Dice la investigadora María Lamuedra que los shows de tele-realidad y las historias de famosillos son formatos actuales, post-modernos, de la hibridación social. Que esta hibridación ofrece un mayor poder interpretativo a los espectadores que se pueden identificar o criticar, decodificar las historias en un orden moral maniqueo u optar por una reflexión más profunda sobre los cambios culturales. Estos formatos, nos dice, son una mutación del melodrama y cumplen una función social integradora de la burguesía y las clases populares.

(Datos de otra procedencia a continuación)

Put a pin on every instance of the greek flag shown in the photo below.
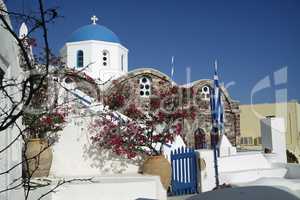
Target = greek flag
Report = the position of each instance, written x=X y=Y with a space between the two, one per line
x=216 y=104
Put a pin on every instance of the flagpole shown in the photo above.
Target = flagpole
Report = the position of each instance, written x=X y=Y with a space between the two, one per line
x=172 y=68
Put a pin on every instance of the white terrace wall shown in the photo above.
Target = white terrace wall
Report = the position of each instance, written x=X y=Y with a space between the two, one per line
x=74 y=155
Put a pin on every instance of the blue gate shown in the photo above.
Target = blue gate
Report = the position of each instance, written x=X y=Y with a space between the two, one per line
x=184 y=171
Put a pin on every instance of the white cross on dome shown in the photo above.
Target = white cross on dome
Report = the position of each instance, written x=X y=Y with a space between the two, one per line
x=94 y=19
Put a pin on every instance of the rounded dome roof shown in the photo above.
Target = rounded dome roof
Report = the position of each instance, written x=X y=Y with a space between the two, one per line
x=93 y=32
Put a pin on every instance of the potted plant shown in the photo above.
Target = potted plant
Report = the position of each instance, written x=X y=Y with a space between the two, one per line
x=41 y=132
x=143 y=133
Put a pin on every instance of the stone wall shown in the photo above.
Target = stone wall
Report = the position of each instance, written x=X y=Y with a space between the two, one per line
x=129 y=86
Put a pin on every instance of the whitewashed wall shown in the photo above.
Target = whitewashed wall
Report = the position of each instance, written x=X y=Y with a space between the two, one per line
x=12 y=156
x=74 y=155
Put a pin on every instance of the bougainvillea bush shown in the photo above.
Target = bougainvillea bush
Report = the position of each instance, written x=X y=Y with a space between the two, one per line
x=39 y=125
x=140 y=132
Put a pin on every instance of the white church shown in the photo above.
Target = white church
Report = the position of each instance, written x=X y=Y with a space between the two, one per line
x=98 y=49
x=98 y=52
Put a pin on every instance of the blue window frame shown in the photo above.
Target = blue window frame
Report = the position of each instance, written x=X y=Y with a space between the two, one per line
x=80 y=58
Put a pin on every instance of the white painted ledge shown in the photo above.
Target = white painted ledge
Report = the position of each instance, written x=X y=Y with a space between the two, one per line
x=118 y=187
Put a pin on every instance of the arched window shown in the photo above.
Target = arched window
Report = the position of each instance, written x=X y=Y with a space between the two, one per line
x=80 y=58
x=105 y=58
x=145 y=87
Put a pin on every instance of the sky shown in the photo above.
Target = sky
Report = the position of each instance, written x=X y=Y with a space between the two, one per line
x=251 y=39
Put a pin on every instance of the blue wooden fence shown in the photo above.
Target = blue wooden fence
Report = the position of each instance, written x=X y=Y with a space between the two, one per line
x=184 y=171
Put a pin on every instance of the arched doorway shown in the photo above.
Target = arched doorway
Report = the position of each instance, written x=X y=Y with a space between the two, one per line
x=200 y=139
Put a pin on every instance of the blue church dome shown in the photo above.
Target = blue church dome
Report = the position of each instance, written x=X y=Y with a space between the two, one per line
x=93 y=32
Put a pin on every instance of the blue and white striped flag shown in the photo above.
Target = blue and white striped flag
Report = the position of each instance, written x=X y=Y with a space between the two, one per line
x=216 y=103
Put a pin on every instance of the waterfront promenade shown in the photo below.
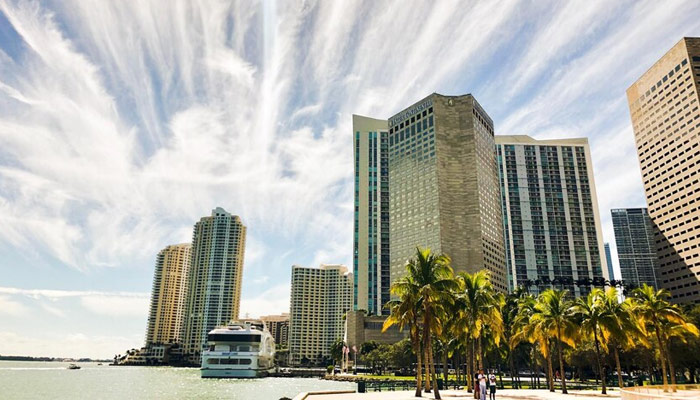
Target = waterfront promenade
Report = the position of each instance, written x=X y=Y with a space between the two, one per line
x=506 y=394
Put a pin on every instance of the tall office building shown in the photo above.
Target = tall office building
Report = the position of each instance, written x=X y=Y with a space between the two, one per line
x=168 y=295
x=320 y=299
x=608 y=260
x=443 y=185
x=371 y=235
x=214 y=288
x=278 y=325
x=551 y=219
x=666 y=120
x=636 y=247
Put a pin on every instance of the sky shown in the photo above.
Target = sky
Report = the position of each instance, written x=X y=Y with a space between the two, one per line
x=123 y=123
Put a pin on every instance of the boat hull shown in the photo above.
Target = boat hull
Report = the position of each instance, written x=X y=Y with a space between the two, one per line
x=233 y=373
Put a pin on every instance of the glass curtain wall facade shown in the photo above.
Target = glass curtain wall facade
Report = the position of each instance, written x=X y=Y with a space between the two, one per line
x=636 y=249
x=551 y=225
x=371 y=257
x=663 y=106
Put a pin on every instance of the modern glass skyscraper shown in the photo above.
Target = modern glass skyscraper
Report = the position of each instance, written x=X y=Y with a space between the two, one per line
x=443 y=185
x=636 y=250
x=551 y=221
x=169 y=295
x=371 y=222
x=216 y=271
x=320 y=299
x=666 y=120
x=608 y=260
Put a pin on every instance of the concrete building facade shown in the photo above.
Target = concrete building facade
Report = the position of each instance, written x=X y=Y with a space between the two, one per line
x=636 y=247
x=371 y=268
x=361 y=328
x=443 y=185
x=552 y=226
x=319 y=300
x=168 y=295
x=216 y=271
x=278 y=325
x=663 y=105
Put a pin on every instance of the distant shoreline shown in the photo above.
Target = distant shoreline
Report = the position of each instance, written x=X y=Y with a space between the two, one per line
x=51 y=359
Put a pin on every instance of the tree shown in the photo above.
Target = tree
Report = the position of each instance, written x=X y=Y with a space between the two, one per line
x=527 y=328
x=591 y=313
x=337 y=351
x=655 y=313
x=554 y=316
x=433 y=276
x=623 y=330
x=406 y=312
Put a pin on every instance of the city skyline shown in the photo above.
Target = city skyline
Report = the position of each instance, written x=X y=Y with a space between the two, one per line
x=114 y=173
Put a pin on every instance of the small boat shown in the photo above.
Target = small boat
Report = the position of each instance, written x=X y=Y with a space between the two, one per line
x=243 y=349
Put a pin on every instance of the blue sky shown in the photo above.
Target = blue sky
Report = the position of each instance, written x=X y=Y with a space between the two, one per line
x=123 y=123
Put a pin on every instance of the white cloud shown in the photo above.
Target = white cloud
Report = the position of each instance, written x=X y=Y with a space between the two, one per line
x=272 y=301
x=12 y=308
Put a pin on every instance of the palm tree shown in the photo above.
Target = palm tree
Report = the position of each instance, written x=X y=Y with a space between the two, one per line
x=481 y=306
x=406 y=312
x=592 y=314
x=554 y=316
x=654 y=311
x=624 y=330
x=433 y=276
x=529 y=329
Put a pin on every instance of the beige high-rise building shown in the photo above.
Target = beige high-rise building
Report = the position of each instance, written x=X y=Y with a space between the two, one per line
x=214 y=287
x=168 y=295
x=278 y=325
x=444 y=188
x=666 y=120
x=320 y=298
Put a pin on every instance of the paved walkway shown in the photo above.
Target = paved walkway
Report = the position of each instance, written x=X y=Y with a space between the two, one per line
x=506 y=394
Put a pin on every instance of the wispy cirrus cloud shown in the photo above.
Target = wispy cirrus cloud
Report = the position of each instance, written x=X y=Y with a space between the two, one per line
x=121 y=124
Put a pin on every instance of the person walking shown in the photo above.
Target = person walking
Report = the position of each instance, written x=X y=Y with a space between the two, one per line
x=492 y=386
x=482 y=384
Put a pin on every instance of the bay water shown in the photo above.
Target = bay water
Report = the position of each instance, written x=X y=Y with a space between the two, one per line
x=52 y=380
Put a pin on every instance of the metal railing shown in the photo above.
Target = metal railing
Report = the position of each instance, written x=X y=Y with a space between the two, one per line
x=660 y=392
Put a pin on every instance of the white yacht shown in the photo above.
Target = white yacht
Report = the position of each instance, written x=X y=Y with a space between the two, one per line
x=243 y=349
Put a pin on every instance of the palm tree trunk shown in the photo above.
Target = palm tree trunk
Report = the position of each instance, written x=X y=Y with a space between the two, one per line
x=511 y=365
x=415 y=338
x=662 y=356
x=561 y=362
x=617 y=365
x=467 y=372
x=671 y=368
x=475 y=385
x=426 y=353
x=597 y=356
x=436 y=390
x=444 y=363
x=550 y=377
x=481 y=353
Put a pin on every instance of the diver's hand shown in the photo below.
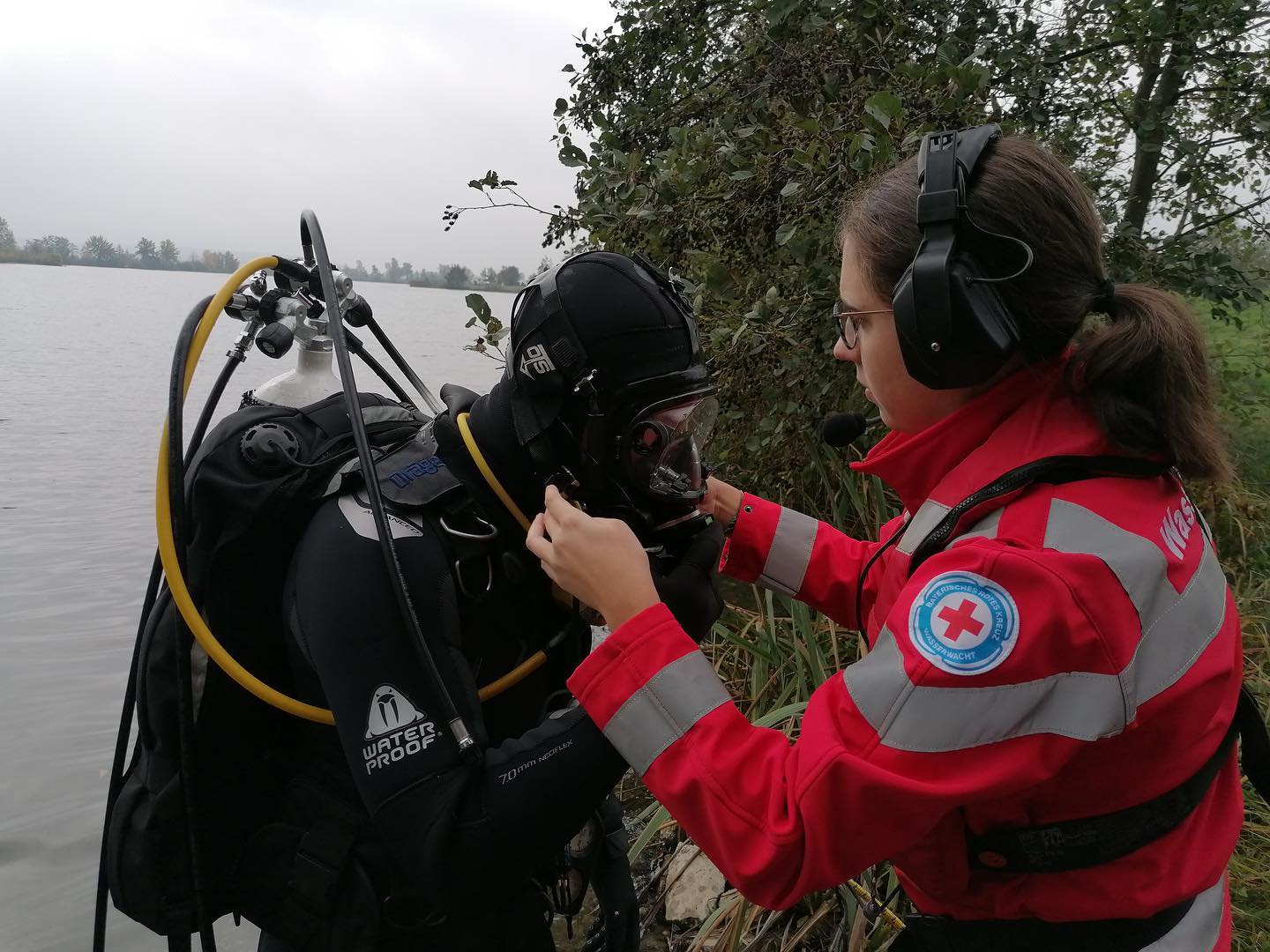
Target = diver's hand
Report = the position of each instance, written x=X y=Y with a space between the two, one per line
x=597 y=562
x=689 y=588
x=721 y=501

Podríamos aplicar este análisis a las tertulias políticas considerándolas una mutación de los antiguos debates. En ellas, no está en juego ningún argumento, ninguna reflexión, sólo la simulación del conflicto social a través de la representación discursiva banal. Los participantes pueden, gracias a su vacío de significantes, conectar con distintas sensibilidades, unas más progresistas otras más reaccionarias.
En un sistema político que se legitima apoyándose en la suma de agregados de voluntades individuales, los medios de comunicación masiva son realmente los encargados de posibilitar estos arreglos. Son una pieza clave en la selección de los candidatos. No puede ser casualidad que sólo determinadas opciones encuentren la oportunidad de salir en los medios masivos. En este sentido, tampoco es casualidad el diferente tratamiento dado a Gamonal y a Pablo Iglesias. Los medios no sólo construyen héroes y villanos, construyen opciones y líderes políticos, todo ello sobre las movedizas arenas de las emociones.
Cambiar este país de arriba abajo no será el resultado de las buenas intenciones de ningún grupo de ilustrados, tampoco las elecciones son la pócima mágica que una vez bebida nos hará más fuertes, como a Obelix, para derrotar a los enemigos del pueblo.